The American By Henry James Chapter XV

"For the countess, possibly; but not for the man of business, if you mean me! But my countess shall not be disappointed; I answer for her happiness!" And as if he felt the impulse to celebrate his happy certitude by a bonfire, he got up to throw a couple of logs upon the already blazing hearth. Valentin watched for a few moments the quickened flame, and then, with his head leaning on his hand, gave a melancholy sigh. "Got a headache?" Newman asked.

"Je suis triste," said Valentin, with Gallic simplicity.

"You are sad, eh? It is about the lady you said the other night that you adored and that you couldn't marry?"
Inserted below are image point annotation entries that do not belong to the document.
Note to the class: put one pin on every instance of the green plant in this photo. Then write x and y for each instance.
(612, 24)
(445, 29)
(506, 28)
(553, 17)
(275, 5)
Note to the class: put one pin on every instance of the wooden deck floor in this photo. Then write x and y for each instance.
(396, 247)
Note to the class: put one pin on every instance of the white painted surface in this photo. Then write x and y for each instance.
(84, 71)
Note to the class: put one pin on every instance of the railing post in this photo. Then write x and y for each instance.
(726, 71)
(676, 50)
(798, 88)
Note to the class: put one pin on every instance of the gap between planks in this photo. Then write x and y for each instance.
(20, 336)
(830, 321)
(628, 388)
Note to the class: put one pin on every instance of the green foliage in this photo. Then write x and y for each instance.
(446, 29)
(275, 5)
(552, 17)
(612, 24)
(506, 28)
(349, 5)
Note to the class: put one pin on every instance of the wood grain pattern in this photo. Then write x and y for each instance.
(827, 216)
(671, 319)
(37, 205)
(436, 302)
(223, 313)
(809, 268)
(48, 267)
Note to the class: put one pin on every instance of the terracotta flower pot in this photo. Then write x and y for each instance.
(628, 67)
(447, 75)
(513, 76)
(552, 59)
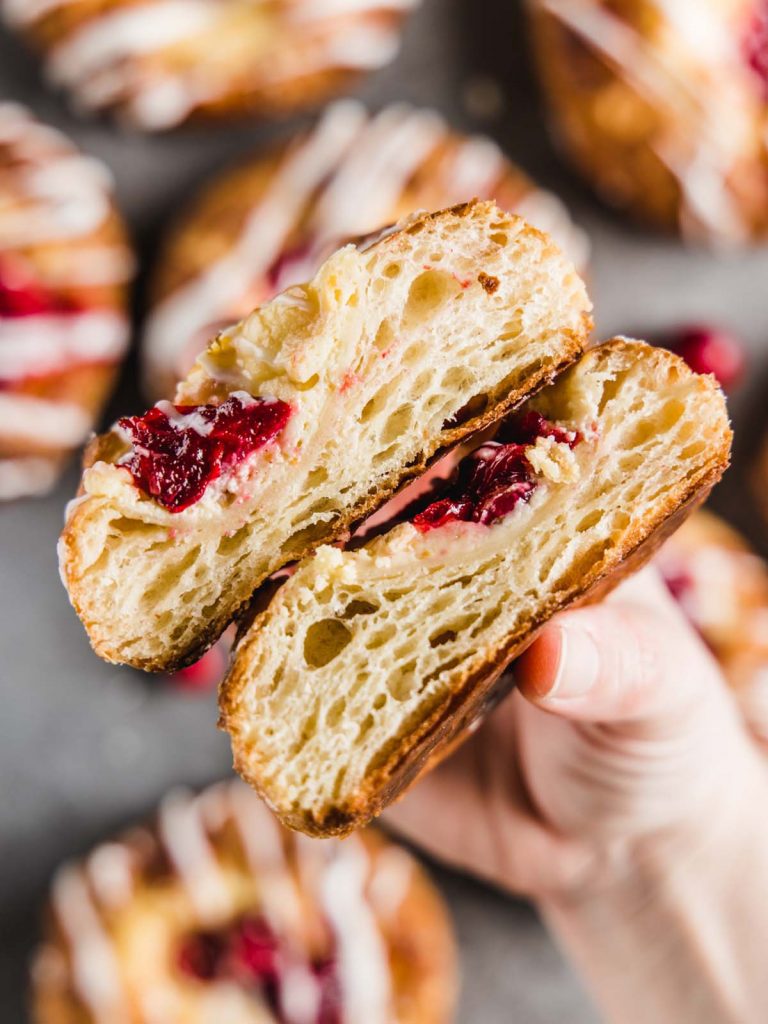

"Did I really say that? It seemed to me afterwards that the words had escaped me. Before Claire it was bad taste. But I felt gloomy as I spoke, and I feel gloomy still. Why did you ever introduce me to that girl?"

"Oh, it's Noemie, is it? Lord deliver us! You don't mean to say you are lovesick about her?"

"Lovesick, no; it's not a grand passion. But the cold-blooded little demon sticks in my thoughts; she has bitten me with those even little teeth of hers; I feel as if I might turn rabid and do something crazy in consequence. It's very low, it's disgustingly low. She's the most mercenary little jade in Europe. Yet she really affects my peace of mind; she is always running in my head. It's a striking contrast to your noble and virtuous attachment — a vile contrast! It is rather pitiful that it should be the best I am able to do for myself at my present respectable age. I am a nice young man, eh, en somme? You can't warrant my future, as you do your own."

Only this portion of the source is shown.